Flexi Quad Tan
As a quadrilateral Q is deformed (keeping the edge lengths constnt)
the diagonals and the angle X between them change. Prove that the
area of Q is proportional to tanX.
Consider any convex quadrilateral $Q$ made from four rigid rods
with flexible joints at the vertices so that the shape of $Q$ can
be changed while keeping the lengths of the sides constant. If the
diagonals of the quadrilateral cross at an angle $\theta$ in the
range $(0 \leq \theta < \pi/2)$, as we deform $Q$, the angle
$\theta$ and the lengths of the diagonals will change.
Using the results of the two problems on quadrilaterals
Diagonals for Area and
Flexi Quads prove that the area of $Q$ is proportional to
$\tan\theta$.
Combine the result from the problem Flexi Quad Areas that the area $A(Q) = {\textstyle{1\over 2}}d_1d_2\sin\theta$ with the definition of the scalar product and use the result from the problem Flexi Quads that the scalar product of the diagonals is constant.
Well done Shu Cao of the Oxford High School for girls for producing this nice solution so promptly.
Consider any convex quadrilateral $Q$ made from four rigid rods with flexible joints at the vertices so that the shape of $Q$ can be changed while keeping the lengths of the sides constant.
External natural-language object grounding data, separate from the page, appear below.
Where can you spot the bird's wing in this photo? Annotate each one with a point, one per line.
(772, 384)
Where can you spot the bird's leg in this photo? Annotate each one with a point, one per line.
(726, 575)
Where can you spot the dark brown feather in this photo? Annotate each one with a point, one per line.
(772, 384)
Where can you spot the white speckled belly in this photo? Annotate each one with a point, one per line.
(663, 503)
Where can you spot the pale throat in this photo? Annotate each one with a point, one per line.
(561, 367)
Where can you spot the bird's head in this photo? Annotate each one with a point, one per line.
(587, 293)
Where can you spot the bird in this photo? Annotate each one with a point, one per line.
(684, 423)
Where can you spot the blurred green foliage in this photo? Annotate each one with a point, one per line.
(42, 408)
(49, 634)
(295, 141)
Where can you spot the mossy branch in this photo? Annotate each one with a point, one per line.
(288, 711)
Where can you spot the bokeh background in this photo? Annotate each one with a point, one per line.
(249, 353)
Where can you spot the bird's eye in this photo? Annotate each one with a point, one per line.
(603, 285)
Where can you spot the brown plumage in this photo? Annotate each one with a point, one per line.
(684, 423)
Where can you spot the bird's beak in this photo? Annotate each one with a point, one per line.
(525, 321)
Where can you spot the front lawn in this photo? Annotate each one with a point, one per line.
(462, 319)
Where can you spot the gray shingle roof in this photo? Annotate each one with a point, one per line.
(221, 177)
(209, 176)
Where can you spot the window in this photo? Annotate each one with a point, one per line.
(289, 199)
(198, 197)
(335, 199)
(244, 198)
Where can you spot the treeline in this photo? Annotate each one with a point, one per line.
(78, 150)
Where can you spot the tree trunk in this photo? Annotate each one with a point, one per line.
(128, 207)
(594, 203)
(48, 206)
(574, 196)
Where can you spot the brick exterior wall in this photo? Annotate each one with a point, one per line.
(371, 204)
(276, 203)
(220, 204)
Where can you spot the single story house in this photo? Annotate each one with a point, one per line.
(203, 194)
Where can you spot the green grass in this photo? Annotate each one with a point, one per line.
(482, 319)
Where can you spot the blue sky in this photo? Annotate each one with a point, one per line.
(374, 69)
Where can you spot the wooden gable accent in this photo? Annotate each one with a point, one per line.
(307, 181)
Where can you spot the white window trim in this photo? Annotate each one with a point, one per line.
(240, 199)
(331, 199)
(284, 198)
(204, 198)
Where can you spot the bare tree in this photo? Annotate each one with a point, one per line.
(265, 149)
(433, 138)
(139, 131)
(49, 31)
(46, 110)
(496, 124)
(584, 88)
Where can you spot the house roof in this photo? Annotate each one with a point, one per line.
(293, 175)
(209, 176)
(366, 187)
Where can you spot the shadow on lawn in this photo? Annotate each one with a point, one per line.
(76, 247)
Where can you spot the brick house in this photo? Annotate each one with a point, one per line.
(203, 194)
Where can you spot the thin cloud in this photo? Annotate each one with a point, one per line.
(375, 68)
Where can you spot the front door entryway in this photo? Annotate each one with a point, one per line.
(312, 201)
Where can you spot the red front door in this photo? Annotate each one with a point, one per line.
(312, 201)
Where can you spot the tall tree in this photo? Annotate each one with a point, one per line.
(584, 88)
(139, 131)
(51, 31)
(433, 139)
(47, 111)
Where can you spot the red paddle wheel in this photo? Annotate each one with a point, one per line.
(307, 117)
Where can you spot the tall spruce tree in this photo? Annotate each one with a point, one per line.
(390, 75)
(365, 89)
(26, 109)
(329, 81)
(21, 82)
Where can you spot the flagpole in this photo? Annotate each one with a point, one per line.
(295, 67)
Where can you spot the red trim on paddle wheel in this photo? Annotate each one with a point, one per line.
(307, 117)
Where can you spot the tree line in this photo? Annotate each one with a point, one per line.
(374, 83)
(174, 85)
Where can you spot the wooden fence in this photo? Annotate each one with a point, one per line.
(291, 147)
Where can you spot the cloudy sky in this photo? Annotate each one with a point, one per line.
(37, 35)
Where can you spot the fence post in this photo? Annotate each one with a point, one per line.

If the diagonals of the quadrilateral cross at an angle $\theta$ in the range $(0 \leq \theta < \pi/2)$, as we deform $Q$, the angle $\theta$ and the lengths of the diagonals will change and we have to prove that the area of of $Q$ is a constant multiple of $\tan \theta $.
Notation: Let $|{\bf x}|$ mean the scalar quantity of vector ${\bf x}$ and the area of $Q$ be represented by $S$.
In the problem Diagonals for Area it was shown that the area of a quadrilateral is given by half the product of the lengths of the diagonals multiplied by the sine of the angle between the diagonals: $$S = {\textstyle{1\over 2}}|{\bf d_1}| \times |{\bf d_2}|\sin \theta.$$ From the definition of the scalar product $$|{\bf d_1}| \times |{\bf d_2}| = {{\bf d_1}\cdot {\bf d_2} \over \cos \theta }.$$ So $$S = {\textstyle{1\over 2}}{{\bf d_1}\cdot {\bf d_2}\sin \theta \over \cos \theta } = {\textstyle{1\over 2}}{\bf d_1}\cdot{\bf d_2}\tan \theta.$$ As shown in the problem Flexi Quads, the scalar product of the diagonals is constant i.e. $$2{\bf d}_1 \cdot{\bf d}_2 = {\bf a}_2^2+{\bf a}_4^2-{\bf a}_1^2-{\bf a}_3^2.$$ As ${\bf a_1, a_2, a_3, a_4}$, the lengths of the sides of the quadrilateral, all remain constant, hence ${\bf d}_1 \cdot {\bf d}_2$ remains constant. Hence the area of the quadrilateral $Q$ is a constant multiple of $\tan \theta$ and so it is proportional to $\tan \theta $.